From that, I can certainly say that there are certain things that are really at the nexus of metabolism, things that really if they are extremely good then you will be pretty safe, pretty much with whatever else is happening. Insulin is the best one. And of course, insulin is the hormone that mediates the absorption of sugar after you eat a sugar-rich meal so that the overall concentration of sugar in the bloodstream is maintained at as constant a level as possible. And the precursor of diabetes, type 2 diabetes, is something called insulin resistance, where the cells that take up sugar in response to insulin, which are mainly muscle cells, start to be a little sluggish about it and to only respond when they are given a large amount of insulin. So if your insulin is high, then even if your glucose tolerance, as it’s called, your ability to normalize your glucose in the blood is still good, then the indication is that it won’t be good for very long. Whereas glucose tolerance is good and also your insulin is really low then that says that you are in the best possible state. I would say if you have one thing, that would be it.

Perhaps another one would be triglycerides, whether it is a type of fat which seems to be good to have very little of in your blood stream and again, I am pleased to say that I do.

[Damien Blenkinsopp]: Thank you very much because those are basically the biggest diseases that we have today, like metabolic syndrome, so those are good markers for that.

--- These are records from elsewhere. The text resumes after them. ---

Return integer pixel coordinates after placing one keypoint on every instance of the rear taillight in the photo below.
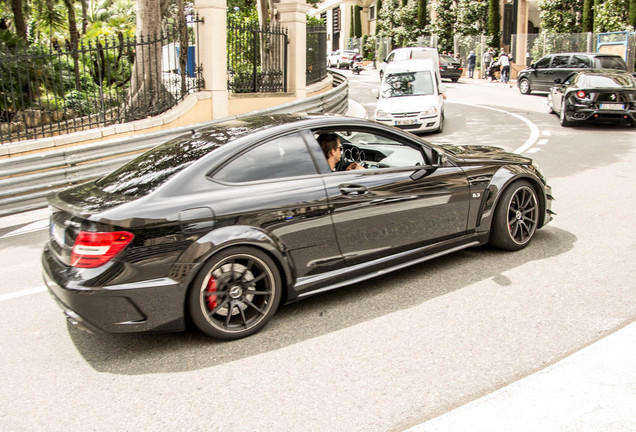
(93, 249)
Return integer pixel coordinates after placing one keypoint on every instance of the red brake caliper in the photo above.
(211, 298)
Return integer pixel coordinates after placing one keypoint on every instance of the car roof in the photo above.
(410, 66)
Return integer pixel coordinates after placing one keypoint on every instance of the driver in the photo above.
(331, 147)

I guess one of the confusions with biomarkers we are always facing is that we are not sure if it is the end point. So one last question I did have for you was on a Palo Alto longevity prize. I am not sure if you know about that?

[Aubrey de Grey]: I certainly do and I am invited to it.

[Damien Blenkinsopp]: Oh, great. Because I understand they are running a competition or they have been running a competition for heart rate variability in connection with longevity.

[Aubrey de Grey]: That’s right, yes. So, businessman in the Bay Area in Joon Yun has put up a million dollars as a prize fund for progress against aging. It is divided, actually, into two separate prizes. One of them is looking specifically at heart rate variability, as you say, but the other one is a bit more general. It is looking at what they call homeostatic control or something like that. I forget the exact terminology. But the point here is that the competition is for the attempt to actually extend longevity [inaudible 00:54:06] in this manner. And I think this is great. I mean, the heart rate variability aspect is a bit unusual for people who have not really bought into the idea that this could be a real fulcrum of aging but it might be. And we think it is great to encourage research in any area that hasn’t been terribly well looked at. The main thing is simply putting a million dollars on the table as a great way to get people pretty excited, and a lot of people are paying attention now, especially since in the Bay Area there is a lot of identity of people interested in longevity in general. It’s a great way for a research foundation to be located. So yes, I absolutely applaud them for doing this.

[Damien Blenkinsopp]: Great to hear you are part of that also because we had heard of that from one of our previous guests. Aubrey, thank you so much for your time today. I love to hear all your different ideas of course because you are working at a very high level compared to most people, so you have this perspective that stands back a bit, which can be very helpful to people. Thank you so much for your time and have a great day.

[Aubrey de Grey]: Thank you, and to you. Bye.